Dear Lisi: I have a friend who makes friends wherever she goes. It’s incredible to watch her in action. She’s so friendly and kind and talks to anyone and everyone. It amazes me how she can be so open with strangers, turning them quickly into friends.

We have a mutual friend who doesn’t agree with me. She thinks it’s “weird” that, wherever we go, our friend makes friends. And she makes fun of her, calling all her new people “strays.” Our friend just smiles, but I know that it’s hurtful to her.

The strange thing is that the one who makes fun of her moved away and has made new friends in her travels. For whatever reason, her new friends are legit, but the friends our friend makes are not.

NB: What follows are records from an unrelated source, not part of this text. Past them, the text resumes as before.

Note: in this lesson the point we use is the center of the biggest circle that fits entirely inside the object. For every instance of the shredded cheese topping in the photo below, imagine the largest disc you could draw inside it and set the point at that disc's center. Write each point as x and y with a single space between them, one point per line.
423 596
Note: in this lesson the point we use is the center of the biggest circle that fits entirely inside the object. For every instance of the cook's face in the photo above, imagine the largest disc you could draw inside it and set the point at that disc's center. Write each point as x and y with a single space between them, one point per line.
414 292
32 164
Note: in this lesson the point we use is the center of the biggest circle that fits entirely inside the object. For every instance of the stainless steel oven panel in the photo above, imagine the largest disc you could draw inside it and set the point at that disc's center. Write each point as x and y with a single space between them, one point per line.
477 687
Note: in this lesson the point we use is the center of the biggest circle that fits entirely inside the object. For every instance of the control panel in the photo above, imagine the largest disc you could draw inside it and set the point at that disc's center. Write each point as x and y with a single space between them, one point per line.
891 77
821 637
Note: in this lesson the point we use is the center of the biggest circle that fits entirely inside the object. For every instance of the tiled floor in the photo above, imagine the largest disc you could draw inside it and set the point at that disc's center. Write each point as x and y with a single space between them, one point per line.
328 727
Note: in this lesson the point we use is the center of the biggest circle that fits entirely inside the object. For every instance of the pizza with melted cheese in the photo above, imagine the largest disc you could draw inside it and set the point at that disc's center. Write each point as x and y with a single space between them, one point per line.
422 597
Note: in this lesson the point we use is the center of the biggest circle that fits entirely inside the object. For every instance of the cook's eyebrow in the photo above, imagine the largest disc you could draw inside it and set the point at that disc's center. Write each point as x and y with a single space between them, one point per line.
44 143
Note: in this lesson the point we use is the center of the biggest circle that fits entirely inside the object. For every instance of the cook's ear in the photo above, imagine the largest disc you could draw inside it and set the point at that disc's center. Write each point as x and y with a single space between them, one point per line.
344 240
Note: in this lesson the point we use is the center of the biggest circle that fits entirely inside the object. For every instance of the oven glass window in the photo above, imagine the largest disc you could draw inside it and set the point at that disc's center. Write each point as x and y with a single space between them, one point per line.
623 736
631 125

Sometimes, I just want to yell at the one who makes fun. Who gave her the right to sit in judgment? But I feel I should keep quiet. What’s your take?

Middle Man

You’re only in the middle because you put yourself there. Get out. If you’re all old enough to move away, then I’m going to assume you’re all adults. Start acting as such. Your friendly friend sounds warm, kind and open. Don’t squash her superpower.

The other one sounds jealous. Tell her to keep her thoughts to herself because they’re hurtful to your mutual friend. If she continues, ask her flat out what makes it OK for her to make new friends. She won’t be able to answer.

If she continues with her negative narrative, you may have to walk away. Your friend needs to speak up for herself.

Dear Lisi: While I was on a much-needed week-long holiday, my mother fell and ended up in hospital. I was at a retreat with no internet connection — my choice as I desperately needed to unplug — and therefore my family couldn’t contact me. But only my father knew that, as my sister and I aren’t that close.

My father was so busy with my mother that he asked my sister to contact me but forgot to give her the appropriate information. My mother had the details of where I was staying, in case of emergency, but she was the one in hospital.

By the time I got on the plane, my phone was lighting up with the numerous texts and missed calls from my frantic sister. Her texts became increasingly angry and mean. Granted she didn’t know why I wasn’t responding, but she didn’t give me any benefit of the doubt.

As soon as I landed, I went straight to the hospital where my parents welcomed me warmly. They were both just happy I was there.

When my sister arrived, she started screaming at me and insisted I leave. She wouldn’t hear any of the reasoning behind my absence, wouldn’t let my mother speak, or hear my father out. Everyone was getting so upset that I just left, for my mother’s benefit mainly.

Now my sister has banned me from the hospital, against my parents’ wishes. Should I defy her, or wait until my mom comes home and deal with it then?

Sibling Ire

Call your sister and explain the situation. Tell her the facts — that your mom knew how to contact you in case of emergency, that your dad knew you had gone off the grid — and explain how sorry you are for not having been there for everyone, especially to support your sister during this scary time. Give her a day to calm down. But your priority now is your mom. Focus on her.

FEEDBACK Regarding the mother trying to get her adult daughter out of the house (April 9):

Reader — “Advising a mother to remove her daughter from her home — although the circumstances regarding the daughter and her boyfriend are not revealed — sounds pretty mean-spirited to me. Was the daughter not paying rent? Was she expected to help with expenses and/or housekeeping?

“It sounds like the daughter and her friend have nowhere to go. Of course, they could become part of the homeless people in their city while the mother enjoys the comforts of a home.

“I was brought up to believe that you take care of your family, no matter the circumstances.”

Lisi — That’s very noble of you. I, too, believe that family comes first, and we should do our best to look after our own. But when situations become toxic, and people take advantage, we must remember to protect ourselves first.